Fdbdr destination cluster doesn't recognise DR is running?

Very weird one here, looking for any insight into how it might have happened.

We’ve got 2 FDB clusters in our development environment, in 2 regions. The primary is normally set to replicate to the secondary. I manually rolled out a change I was testing which had worked in a new test cluster to our primary dev cluster, the result of which was to utterly destroy the primary cluster (I mistakenly triggered a format of the volumes on which the FDB data directory was held). No worries, this is why we have a dev env and DR.

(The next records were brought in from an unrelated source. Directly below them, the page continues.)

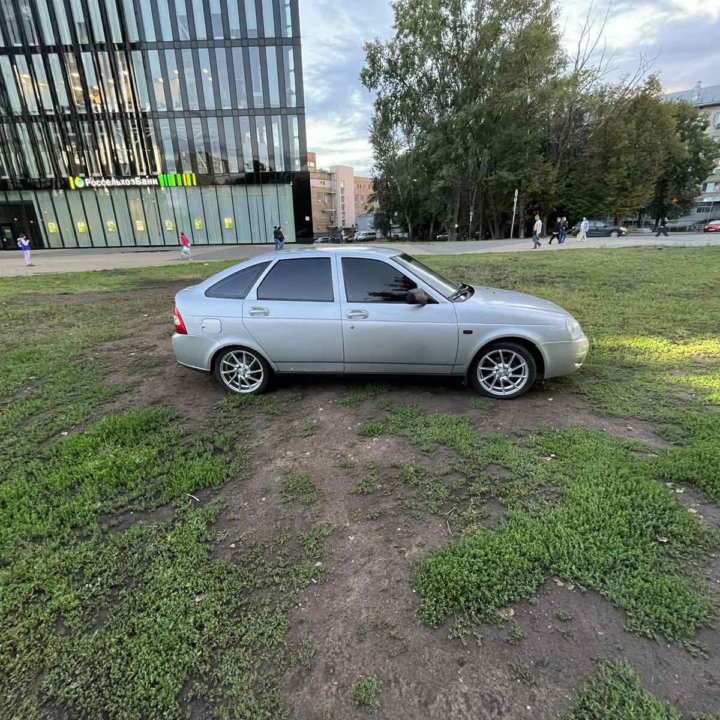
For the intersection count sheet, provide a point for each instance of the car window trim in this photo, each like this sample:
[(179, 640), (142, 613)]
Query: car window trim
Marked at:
[(292, 259), (396, 266)]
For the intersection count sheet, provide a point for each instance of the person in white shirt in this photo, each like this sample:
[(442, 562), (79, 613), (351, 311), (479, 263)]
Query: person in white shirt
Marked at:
[(584, 227), (537, 230)]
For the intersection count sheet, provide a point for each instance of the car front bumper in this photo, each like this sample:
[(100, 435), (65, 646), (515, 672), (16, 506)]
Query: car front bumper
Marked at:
[(563, 358)]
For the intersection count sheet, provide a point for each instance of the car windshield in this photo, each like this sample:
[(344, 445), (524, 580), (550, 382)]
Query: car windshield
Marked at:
[(436, 281)]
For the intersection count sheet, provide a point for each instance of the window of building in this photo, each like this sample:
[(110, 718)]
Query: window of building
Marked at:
[(369, 281), (239, 284), (251, 18), (147, 21), (223, 82), (273, 86), (96, 21), (231, 148), (216, 19), (233, 9), (286, 17), (46, 25), (268, 18), (173, 79), (302, 280), (157, 80), (239, 73), (130, 21), (256, 72), (80, 21), (289, 70), (246, 139)]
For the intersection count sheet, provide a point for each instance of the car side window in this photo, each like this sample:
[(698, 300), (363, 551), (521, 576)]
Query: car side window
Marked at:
[(374, 281), (301, 279), (237, 285)]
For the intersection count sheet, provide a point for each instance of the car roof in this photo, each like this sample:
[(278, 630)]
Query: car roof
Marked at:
[(314, 251)]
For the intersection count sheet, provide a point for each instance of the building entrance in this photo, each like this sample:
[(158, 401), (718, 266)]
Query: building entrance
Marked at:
[(17, 218)]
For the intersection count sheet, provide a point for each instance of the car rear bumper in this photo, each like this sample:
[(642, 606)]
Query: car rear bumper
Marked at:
[(194, 351), (563, 358)]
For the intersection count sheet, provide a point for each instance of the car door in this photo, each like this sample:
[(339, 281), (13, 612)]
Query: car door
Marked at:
[(382, 333), (294, 315)]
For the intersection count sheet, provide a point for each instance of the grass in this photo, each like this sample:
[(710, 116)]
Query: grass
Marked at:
[(299, 488), (616, 692), (365, 691)]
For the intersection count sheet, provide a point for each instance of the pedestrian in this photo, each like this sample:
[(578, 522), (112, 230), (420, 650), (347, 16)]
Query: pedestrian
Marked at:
[(584, 227), (279, 238), (537, 230), (185, 253), (24, 245), (563, 230), (557, 227)]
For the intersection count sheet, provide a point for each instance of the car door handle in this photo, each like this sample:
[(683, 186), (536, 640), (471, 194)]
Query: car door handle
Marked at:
[(357, 314)]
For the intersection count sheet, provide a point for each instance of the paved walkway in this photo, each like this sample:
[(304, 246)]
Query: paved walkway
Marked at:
[(60, 261)]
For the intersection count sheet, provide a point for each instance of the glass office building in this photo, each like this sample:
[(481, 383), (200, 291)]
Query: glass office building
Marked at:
[(125, 122)]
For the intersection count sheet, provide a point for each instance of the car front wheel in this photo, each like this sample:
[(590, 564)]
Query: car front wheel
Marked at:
[(503, 370), (242, 371)]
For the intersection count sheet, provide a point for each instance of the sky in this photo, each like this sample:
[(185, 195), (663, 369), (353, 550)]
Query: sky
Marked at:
[(679, 36)]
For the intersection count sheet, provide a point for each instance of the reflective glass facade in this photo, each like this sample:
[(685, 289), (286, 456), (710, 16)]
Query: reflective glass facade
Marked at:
[(124, 122)]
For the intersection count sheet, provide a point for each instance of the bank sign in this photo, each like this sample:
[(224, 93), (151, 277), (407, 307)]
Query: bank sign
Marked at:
[(165, 180)]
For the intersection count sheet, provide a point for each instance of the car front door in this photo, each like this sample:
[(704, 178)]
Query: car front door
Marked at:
[(294, 315), (382, 332)]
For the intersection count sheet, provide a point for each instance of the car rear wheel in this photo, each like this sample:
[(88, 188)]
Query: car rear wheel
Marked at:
[(503, 370), (242, 371)]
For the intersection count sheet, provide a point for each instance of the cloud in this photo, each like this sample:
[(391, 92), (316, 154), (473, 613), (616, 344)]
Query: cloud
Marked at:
[(680, 35)]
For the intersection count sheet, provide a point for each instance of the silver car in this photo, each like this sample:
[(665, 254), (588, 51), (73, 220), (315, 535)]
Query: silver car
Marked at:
[(361, 310)]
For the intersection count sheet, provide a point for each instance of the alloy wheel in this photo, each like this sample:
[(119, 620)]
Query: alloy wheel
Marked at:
[(242, 371), (502, 372)]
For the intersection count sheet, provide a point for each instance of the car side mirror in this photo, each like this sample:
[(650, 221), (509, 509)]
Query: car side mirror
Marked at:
[(416, 296)]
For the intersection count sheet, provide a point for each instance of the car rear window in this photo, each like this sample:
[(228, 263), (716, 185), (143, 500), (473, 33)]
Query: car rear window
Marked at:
[(237, 285), (301, 279)]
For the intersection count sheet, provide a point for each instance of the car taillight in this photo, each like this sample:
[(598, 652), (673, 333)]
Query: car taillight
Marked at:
[(180, 328)]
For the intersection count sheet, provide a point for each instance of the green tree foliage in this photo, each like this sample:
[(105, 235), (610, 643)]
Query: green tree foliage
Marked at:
[(474, 99)]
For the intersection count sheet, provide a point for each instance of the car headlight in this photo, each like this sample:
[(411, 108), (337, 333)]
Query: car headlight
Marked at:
[(573, 328)]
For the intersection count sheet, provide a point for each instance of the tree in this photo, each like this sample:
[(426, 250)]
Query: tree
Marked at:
[(687, 161)]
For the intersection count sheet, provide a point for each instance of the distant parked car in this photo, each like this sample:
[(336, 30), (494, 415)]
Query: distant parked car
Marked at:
[(599, 228), (361, 310)]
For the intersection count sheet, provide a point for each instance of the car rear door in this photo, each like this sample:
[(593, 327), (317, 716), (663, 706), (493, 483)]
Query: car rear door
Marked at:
[(382, 332), (294, 315)]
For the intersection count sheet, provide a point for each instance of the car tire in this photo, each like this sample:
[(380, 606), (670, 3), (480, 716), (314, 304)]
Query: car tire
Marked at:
[(517, 375), (231, 362)]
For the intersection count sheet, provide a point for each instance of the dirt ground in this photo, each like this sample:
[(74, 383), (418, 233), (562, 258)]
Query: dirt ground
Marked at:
[(363, 620)]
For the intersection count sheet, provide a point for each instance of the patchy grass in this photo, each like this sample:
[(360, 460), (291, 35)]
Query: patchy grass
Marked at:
[(615, 530), (365, 691), (299, 488), (616, 692)]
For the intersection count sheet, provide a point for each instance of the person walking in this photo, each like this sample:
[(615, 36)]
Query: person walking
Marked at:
[(185, 253), (557, 227), (584, 227), (24, 245), (537, 230), (279, 238), (563, 230), (662, 228)]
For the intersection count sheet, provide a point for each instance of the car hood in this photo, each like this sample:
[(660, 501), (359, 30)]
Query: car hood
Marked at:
[(488, 296)]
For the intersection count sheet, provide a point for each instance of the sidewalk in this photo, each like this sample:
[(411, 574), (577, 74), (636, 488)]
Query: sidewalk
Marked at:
[(80, 260)]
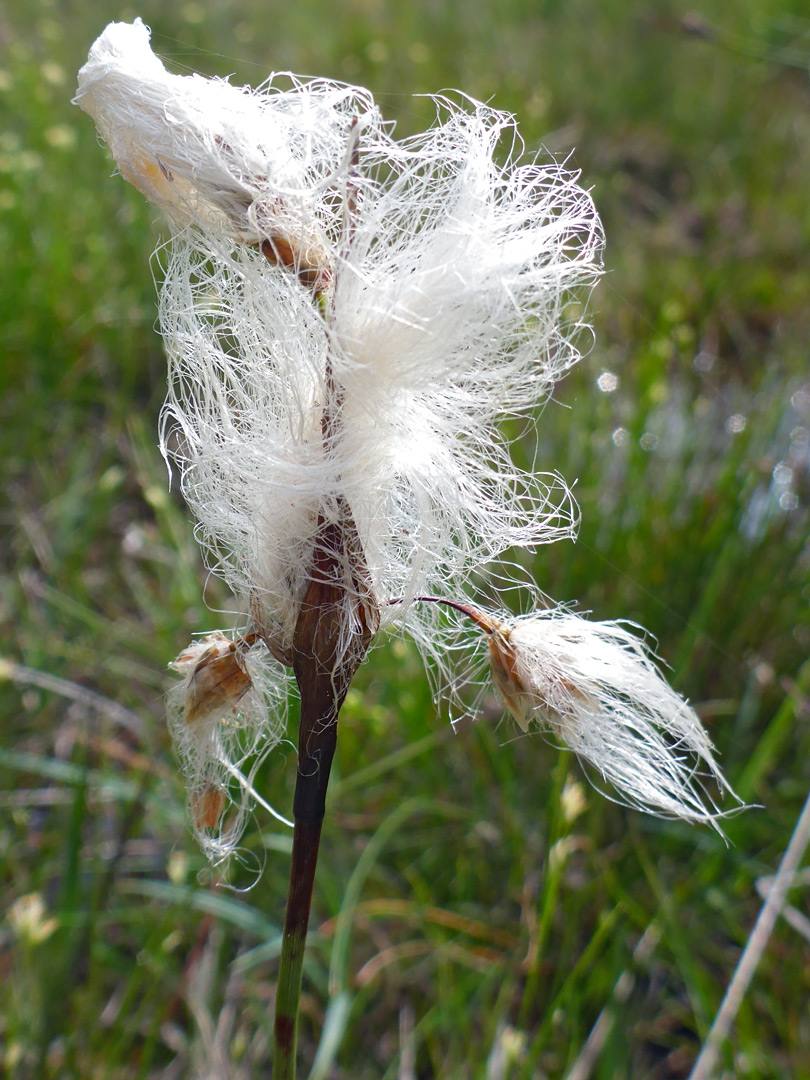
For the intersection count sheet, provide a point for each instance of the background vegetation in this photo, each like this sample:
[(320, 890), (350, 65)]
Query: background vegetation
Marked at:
[(476, 902)]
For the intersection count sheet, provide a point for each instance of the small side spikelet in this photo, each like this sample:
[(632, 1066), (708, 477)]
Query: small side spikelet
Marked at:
[(218, 717), (595, 686)]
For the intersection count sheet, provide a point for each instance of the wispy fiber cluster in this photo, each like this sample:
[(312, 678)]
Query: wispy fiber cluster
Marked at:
[(349, 320)]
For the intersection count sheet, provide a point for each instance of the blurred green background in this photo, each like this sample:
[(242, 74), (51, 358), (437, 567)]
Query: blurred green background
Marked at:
[(476, 900)]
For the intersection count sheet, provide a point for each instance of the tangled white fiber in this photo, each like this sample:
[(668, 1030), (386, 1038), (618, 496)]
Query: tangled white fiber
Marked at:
[(595, 686), (349, 320)]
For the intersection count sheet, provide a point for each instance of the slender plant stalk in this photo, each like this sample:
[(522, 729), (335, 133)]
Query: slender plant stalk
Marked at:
[(324, 664)]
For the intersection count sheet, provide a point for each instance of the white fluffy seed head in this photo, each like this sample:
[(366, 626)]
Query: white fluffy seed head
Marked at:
[(597, 689), (408, 296), (225, 715), (251, 165)]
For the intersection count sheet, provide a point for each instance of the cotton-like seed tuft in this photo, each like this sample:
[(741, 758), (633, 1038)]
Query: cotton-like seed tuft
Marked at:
[(225, 715), (596, 688)]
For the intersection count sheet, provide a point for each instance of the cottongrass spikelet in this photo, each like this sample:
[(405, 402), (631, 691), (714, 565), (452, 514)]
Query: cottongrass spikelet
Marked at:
[(228, 710), (443, 294), (595, 686)]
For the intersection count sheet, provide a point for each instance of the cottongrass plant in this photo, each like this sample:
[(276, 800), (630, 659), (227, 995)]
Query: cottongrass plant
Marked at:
[(348, 320)]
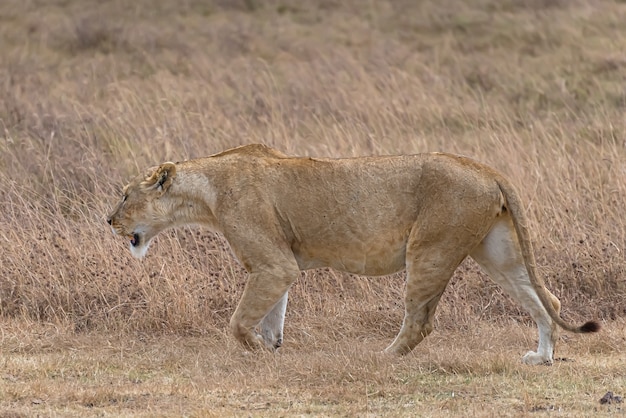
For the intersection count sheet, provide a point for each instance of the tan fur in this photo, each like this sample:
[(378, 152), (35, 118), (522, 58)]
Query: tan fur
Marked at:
[(372, 216)]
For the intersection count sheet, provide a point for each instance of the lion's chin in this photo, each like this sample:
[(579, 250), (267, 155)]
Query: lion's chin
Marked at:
[(139, 246)]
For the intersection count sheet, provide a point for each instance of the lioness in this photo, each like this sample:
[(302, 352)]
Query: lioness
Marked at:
[(372, 216)]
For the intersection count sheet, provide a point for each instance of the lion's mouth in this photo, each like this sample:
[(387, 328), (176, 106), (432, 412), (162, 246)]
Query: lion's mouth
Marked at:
[(134, 241)]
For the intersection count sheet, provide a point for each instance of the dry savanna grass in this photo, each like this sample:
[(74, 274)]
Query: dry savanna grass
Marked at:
[(92, 92)]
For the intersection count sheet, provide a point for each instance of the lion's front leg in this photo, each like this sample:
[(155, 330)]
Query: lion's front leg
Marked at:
[(273, 323), (263, 305)]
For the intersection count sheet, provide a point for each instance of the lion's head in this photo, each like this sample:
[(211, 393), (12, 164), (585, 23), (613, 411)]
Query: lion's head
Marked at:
[(140, 215)]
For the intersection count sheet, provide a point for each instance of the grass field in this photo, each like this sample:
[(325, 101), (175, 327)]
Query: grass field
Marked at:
[(92, 92)]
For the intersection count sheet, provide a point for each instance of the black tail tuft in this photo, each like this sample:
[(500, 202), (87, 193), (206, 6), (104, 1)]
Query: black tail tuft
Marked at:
[(591, 326)]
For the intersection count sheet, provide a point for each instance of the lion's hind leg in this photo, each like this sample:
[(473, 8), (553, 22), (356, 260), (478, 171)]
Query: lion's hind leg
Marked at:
[(429, 268), (500, 256)]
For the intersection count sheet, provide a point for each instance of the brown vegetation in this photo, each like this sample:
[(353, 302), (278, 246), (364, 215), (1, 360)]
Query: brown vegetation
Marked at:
[(91, 92)]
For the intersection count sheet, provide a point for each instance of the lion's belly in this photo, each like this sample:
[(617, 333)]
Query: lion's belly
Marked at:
[(368, 259)]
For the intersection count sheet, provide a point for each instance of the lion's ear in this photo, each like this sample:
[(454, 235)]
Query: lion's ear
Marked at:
[(161, 178)]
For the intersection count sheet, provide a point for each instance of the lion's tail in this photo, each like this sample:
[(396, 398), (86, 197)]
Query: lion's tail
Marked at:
[(514, 205)]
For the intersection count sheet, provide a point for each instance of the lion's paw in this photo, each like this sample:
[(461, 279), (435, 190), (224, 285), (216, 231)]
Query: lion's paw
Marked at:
[(532, 358)]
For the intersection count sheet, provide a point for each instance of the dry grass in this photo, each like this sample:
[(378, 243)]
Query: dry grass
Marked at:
[(91, 92)]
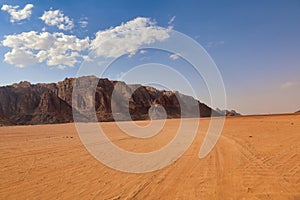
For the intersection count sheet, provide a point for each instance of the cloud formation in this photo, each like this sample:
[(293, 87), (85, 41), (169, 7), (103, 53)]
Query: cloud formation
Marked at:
[(58, 19), (174, 56), (288, 84), (55, 49), (61, 50), (83, 22), (16, 14), (127, 38)]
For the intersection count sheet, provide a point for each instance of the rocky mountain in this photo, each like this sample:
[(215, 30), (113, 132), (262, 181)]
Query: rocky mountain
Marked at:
[(26, 103)]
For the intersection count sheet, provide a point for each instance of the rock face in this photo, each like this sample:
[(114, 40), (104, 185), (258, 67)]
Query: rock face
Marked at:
[(25, 103)]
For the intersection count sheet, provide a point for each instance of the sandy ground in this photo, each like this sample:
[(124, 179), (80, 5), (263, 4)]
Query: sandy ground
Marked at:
[(256, 157)]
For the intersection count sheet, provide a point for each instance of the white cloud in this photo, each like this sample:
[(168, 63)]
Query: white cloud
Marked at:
[(60, 50), (58, 19), (83, 22), (174, 56), (128, 37), (214, 44), (56, 49), (288, 84), (143, 51), (18, 14)]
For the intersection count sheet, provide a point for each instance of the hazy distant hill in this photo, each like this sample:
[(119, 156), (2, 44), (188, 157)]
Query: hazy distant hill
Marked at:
[(26, 103), (228, 112)]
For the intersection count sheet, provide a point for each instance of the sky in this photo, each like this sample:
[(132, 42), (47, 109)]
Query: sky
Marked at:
[(254, 44)]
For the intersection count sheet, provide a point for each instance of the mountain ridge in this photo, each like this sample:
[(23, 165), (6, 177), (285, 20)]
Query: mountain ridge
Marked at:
[(45, 103)]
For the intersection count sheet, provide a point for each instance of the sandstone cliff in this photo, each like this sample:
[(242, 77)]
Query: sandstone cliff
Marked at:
[(26, 103)]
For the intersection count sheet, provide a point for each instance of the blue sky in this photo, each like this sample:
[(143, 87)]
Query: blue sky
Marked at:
[(255, 44)]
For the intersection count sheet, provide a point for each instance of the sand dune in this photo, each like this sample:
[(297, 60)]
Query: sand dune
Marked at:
[(257, 157)]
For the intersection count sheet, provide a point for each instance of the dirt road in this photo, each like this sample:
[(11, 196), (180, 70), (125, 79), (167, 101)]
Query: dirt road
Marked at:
[(256, 157)]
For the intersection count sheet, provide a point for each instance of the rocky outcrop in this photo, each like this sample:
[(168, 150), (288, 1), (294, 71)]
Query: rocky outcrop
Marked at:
[(26, 103)]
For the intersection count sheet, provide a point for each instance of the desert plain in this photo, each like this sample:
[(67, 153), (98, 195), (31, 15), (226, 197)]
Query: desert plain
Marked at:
[(256, 157)]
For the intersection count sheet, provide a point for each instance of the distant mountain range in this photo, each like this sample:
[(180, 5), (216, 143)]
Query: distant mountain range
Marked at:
[(26, 103)]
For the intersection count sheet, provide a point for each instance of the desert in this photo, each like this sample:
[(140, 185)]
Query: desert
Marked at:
[(256, 157)]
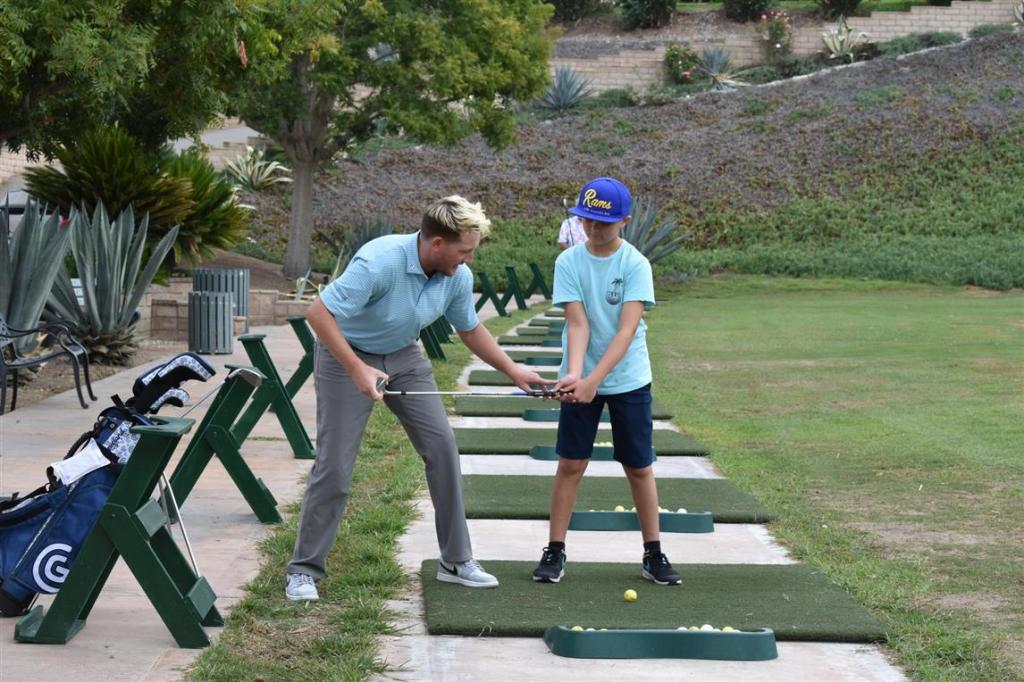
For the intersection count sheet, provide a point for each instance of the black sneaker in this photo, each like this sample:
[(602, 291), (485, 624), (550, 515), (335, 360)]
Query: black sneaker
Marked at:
[(657, 568), (552, 566)]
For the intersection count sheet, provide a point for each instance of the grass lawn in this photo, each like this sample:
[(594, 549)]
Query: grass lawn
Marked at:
[(882, 423), (266, 637)]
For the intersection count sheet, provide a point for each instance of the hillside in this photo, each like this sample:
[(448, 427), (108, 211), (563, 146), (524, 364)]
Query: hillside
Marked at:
[(732, 164)]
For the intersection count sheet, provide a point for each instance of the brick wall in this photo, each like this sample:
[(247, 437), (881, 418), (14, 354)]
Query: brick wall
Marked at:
[(641, 65)]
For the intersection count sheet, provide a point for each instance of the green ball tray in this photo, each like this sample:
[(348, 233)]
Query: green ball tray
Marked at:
[(742, 645)]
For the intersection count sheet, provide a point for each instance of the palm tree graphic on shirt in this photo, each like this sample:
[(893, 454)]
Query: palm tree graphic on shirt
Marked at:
[(614, 295)]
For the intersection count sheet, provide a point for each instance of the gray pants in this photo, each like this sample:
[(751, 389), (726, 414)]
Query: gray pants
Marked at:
[(342, 413)]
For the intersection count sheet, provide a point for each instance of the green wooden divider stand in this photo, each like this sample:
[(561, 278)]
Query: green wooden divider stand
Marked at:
[(305, 367), (214, 437), (271, 391), (514, 290), (132, 525), (538, 283), (488, 293)]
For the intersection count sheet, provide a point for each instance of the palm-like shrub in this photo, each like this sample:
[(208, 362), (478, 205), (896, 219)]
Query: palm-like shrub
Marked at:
[(652, 238), (646, 13), (841, 41), (214, 219), (111, 167), (29, 263), (253, 172), (716, 65), (109, 260), (568, 89)]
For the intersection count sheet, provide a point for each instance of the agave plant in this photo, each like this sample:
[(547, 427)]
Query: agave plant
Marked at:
[(253, 172), (716, 64), (109, 258), (567, 90), (30, 262), (842, 41), (654, 240)]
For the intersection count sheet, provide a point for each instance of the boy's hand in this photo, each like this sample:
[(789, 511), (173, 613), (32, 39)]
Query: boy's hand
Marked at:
[(584, 391)]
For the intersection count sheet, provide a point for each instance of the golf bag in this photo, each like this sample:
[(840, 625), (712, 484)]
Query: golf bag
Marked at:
[(42, 533)]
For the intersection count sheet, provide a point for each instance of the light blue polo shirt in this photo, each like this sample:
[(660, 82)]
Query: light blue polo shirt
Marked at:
[(383, 298), (602, 285)]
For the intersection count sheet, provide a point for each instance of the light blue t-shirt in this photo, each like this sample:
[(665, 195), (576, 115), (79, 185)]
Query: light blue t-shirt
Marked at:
[(384, 298), (602, 285)]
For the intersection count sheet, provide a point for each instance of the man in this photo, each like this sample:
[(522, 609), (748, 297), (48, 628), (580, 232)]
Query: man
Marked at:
[(367, 323)]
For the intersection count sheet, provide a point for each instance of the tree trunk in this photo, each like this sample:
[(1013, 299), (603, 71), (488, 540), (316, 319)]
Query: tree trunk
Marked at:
[(301, 228)]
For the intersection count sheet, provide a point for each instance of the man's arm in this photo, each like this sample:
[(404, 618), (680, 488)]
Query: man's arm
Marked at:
[(585, 389), (327, 330), (480, 342)]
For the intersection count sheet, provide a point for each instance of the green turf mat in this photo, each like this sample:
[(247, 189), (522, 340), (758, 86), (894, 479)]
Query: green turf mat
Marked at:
[(628, 520), (521, 355), (529, 497), (797, 601), (532, 331), (514, 406), (518, 441), (496, 378), (552, 414)]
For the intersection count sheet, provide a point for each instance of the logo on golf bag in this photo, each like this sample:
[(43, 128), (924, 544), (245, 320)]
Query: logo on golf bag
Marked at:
[(50, 567), (614, 295)]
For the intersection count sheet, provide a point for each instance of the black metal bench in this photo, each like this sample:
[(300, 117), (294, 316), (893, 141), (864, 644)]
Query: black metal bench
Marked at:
[(60, 342)]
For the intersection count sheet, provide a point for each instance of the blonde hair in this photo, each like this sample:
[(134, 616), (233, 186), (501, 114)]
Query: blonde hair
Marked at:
[(453, 216)]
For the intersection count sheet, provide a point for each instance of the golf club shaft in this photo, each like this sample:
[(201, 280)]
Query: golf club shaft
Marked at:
[(537, 393)]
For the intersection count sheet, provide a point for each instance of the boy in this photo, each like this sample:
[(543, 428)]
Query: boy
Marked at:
[(604, 286)]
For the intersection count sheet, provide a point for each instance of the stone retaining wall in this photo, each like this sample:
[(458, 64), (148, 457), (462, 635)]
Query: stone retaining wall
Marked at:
[(638, 64)]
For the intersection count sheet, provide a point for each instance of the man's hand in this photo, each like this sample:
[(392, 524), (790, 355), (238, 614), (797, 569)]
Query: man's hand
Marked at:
[(367, 380), (525, 379)]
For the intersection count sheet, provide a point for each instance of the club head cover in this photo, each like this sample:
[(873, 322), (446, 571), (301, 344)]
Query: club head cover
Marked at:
[(158, 381), (175, 396)]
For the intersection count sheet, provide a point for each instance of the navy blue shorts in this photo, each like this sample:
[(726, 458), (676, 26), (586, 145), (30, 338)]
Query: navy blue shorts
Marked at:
[(631, 427)]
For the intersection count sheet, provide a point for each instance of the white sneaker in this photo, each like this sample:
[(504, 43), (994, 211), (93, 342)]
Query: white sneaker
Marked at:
[(301, 588), (467, 573)]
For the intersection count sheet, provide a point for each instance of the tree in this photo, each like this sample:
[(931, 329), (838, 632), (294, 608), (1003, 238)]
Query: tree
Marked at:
[(325, 74), (156, 68)]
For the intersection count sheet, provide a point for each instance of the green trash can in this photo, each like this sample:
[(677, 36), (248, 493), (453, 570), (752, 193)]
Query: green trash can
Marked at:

  • On the secondary cluster, I ran fdbdr abort --dstonly --source <primary_cluster_file> --destination <secondary_cluster_file>
  • I (re)created a new DB on the original primary cluster, then on the secondary I ran fdbdr start --source <secondary_cluster_file> --destination <primary_cluster_file>
  • I verified that the DR was running, and that the sum of key/value storage on the new DB was increasing. fdbdr status ... was reporting that the DR was not a complete copy (as expected).
  • After some time, fdbdr status ... was reporting that DR was a complete copy, and that the destination was ~1.5s behind. Checking the key/value sizes on both clusters gave expected and very close amounts too (our application was running from the secondary region at this point, so it was constantly having data written to it to sync across).
  • I ran fdbdr switch --source <secondary_cluster_file> --destination <primary_cluster_file>
  • I got a fatal error from fdbdr

Running with trace logging enabled on the fdbdr command, it would seem the actual error is:

{  "Severity": "20", "Time": "1725793370.194168", "DateTime": "2024-09-08T11:02:50Z", "Type": "DBA_TagNotPresentInStatus", "ID": "0000000000000000", "Tag": "default", "Context": "dr_backup_dest", "ThreadID": "114316097773912472", "Machine": "10.129.244.16:49211", "LogGroup": "default", "ClientDescription": "primary-7.1.49-114316097773912472" }

I’ve since verified this. The new DB seems to have no knowledge that it is a destination for DR replication (fdbcli --exec 'status details', and also combing through the output of status json). But fdbdr status ... still says that the destination is a complete copy of the DB ~1.5s behind the source, and the destination does seem to be getting new keys from the source written to it.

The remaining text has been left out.